16/04/2026
Há uma tortura silenciosa em ver os pais envelhecendo ou adoecendo. É como se o mundo perdesse o chão por alguns instantes. É como se todas as nossas lembranças dos bons momentos se dissipassem.
O Alzheimer chega devagar, tirando a personalidade aos poucos. E, às vezes, tudo piora num piscar de olhos. Tenho guardada uma gravação de uma ligação que recebi dos meus avós no meu aniversário de 2024. Batchan falava bem, animada e cheia de amor. Disse: “Otanjōbiomedetō” (feliz aniversário) e foi dormir. Nunca imaginei que, nos anos seguintes, tudo mudaria tão rápido.
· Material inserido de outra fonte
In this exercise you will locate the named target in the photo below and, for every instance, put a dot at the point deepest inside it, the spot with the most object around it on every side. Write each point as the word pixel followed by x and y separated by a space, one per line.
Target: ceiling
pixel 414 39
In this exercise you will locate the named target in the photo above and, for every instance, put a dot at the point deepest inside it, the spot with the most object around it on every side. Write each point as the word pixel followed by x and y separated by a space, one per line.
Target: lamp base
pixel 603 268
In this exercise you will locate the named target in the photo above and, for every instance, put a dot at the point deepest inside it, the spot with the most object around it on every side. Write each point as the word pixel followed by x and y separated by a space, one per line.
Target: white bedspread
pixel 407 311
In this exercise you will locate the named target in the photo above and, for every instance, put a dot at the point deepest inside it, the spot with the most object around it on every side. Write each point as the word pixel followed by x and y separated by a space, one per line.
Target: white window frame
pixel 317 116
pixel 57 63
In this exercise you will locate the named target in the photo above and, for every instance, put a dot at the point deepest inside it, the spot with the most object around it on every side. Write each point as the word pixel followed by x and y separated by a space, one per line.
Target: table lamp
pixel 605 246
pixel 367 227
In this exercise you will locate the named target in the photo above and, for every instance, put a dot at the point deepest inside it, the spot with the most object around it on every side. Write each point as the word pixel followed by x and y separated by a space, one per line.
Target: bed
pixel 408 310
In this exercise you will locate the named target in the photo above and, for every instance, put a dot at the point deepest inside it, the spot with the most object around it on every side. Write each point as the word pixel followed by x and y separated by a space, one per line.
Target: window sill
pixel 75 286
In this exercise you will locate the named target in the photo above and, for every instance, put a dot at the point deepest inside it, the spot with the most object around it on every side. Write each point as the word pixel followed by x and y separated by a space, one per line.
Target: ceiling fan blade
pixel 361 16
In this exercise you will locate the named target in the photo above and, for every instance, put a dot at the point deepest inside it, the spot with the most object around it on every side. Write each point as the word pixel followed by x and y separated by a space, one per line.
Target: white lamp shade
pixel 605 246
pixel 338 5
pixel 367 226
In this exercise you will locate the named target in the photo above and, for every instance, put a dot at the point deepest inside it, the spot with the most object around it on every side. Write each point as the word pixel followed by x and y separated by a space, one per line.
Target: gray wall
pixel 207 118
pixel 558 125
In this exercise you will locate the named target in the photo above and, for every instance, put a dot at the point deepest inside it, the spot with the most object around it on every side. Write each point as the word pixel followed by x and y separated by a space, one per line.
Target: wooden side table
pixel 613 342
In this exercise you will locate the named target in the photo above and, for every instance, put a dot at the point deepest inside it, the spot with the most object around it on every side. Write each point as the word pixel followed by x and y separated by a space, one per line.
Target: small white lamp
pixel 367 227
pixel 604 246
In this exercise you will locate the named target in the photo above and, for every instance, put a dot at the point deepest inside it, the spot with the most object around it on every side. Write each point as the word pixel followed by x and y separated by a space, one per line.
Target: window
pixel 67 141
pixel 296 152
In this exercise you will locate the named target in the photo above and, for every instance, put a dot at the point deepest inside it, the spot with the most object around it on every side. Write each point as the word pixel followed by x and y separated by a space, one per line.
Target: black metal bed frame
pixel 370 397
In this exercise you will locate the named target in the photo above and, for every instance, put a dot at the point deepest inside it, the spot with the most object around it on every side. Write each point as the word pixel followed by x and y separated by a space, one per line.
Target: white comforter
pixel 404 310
Eu entendo que quase ninguém quer falar sobre isso. É difícil aceitar certas realidades. Confesso que até eu relutei em escrever sobre isso. Mas precisamos falar — no sentido de liberdade. Dizer que não está tudo bem. E tudo bem não estar tudo bem. Não ser forte o tempo todo não é falta de amor, nem desistência. Talvez seja uma das maiores provas dele: reconhecer o que sentimos e aceitar que isso também faz parte.
Um dia escutei: como acreditar no amor, sabendo que tudo tem fim? Quando na verdade: como não acreditar no amor, sabendo que tudo tem fim?
Acredito que o único “problema” do amor é que, junto dele, vêm muitos outros sentimentos. Com ele nasce o medo: de perder, de não dar conta, de ver quem amamos fragilizar.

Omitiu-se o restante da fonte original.